We have introduced the terms Forward Voltage (VF) and Reverse Recovery Time (trr), so before we delve deeper into the specifications defining ROHM’s new offerings, let’s zero in on what these two ubiquitous terms mean:

Forward Voltage

A diode’s purpose is to allow current to flow in the forward direction and to block current in the reverse direction. But even in forward direction, there is a voltage drop across the diode, referred to as VF.

Because voltage multiplied by current equals power, this voltage drop will be the cause of wasted power and unwanted parasitic heat generation. For this reason, engineers will select a diode with the lowest possible VF, consistent with other design constraints.

Reverse Recovery Time

Reverse recovery time (trr) is the time it takes the diode to completely shut down from the ON state to OFF. 


Faster reverse recovery times lead to lower power loss. Image [modified] used courtesy of ROHM

The red area in the chart above illustrates power loss incurred over the reverse recovery time, in this case that of a ROHM super junction MOSFET equipped with the company’s PrestoMOS technology. 

To minimize power loss, as can be seen here, designers will select a component with the lowest trr possible, while keeping in mind other important considerations such as forward voltage.


Low Forward Voltage vs.
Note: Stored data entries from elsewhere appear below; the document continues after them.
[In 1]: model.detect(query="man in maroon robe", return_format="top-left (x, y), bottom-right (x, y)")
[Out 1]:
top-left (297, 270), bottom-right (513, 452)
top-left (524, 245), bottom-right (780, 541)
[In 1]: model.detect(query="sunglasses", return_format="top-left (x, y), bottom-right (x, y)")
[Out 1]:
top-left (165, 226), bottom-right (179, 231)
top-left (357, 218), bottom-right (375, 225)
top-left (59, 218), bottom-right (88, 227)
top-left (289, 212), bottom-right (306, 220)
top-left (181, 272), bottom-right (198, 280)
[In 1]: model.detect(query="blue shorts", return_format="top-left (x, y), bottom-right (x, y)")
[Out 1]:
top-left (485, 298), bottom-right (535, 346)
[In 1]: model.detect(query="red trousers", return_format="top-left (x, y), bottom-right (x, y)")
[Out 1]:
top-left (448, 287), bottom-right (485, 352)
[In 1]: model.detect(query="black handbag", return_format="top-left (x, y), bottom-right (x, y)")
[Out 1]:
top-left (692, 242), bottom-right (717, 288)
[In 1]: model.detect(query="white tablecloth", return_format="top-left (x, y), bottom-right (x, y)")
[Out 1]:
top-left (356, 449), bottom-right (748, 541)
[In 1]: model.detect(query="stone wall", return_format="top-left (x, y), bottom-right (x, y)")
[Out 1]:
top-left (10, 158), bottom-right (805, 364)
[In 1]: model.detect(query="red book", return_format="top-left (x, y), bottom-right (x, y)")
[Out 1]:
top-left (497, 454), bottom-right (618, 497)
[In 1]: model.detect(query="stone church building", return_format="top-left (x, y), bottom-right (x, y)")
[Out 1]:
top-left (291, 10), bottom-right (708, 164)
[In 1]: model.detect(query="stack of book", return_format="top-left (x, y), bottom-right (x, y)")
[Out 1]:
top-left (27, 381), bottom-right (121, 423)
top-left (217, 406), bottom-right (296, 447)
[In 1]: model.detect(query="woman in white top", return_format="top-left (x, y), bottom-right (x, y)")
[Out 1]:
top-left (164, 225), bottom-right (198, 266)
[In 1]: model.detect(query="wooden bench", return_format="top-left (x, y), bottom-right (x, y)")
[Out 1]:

Low Reverse Recovery Time

Unfortunately, low forward voltage and low reverse recovery times are difficult to achieve simultaneously in the same semiconductor. As illustrated in the image below, the new RFL series emphasizes reduced trr, while still offering improvement in VF.


Image [modified] used courtesy of ROHM


The image also highlights the RFS series’ more significant VF minimization. The choice between series depends on which factor is most important to a specific design case.


Specific Features

The RFL series consists of two members, with each featuring a maximum forward voltage drop of 1.5 V. The 30 A and 60 A units have reverse recovery times of 55 and 75 nanoseconds, respectively.

The RFS series also consists of two members, with both featuring maximum forward voltage of 2.3 V. The 30 and 60 A versions of this series offer trrs of 35 and 55 nanoseconds, respectively. 

ROHM also touts both series of diodes as offering “ultra-low noise characteristics.” This is an important attribute, as it indicates that less circuitry will be required for noise mitigation. 



ROHM’s RFL/RFS series are suited for industrial and consumer equipment applications involving large amounts of power. Typical use cases include power factor correction, secondary rectification, air conditioners, and EV charging stations. 


Physical Notes

Members of both series can operate at junction temperatures of up to 175 ℃.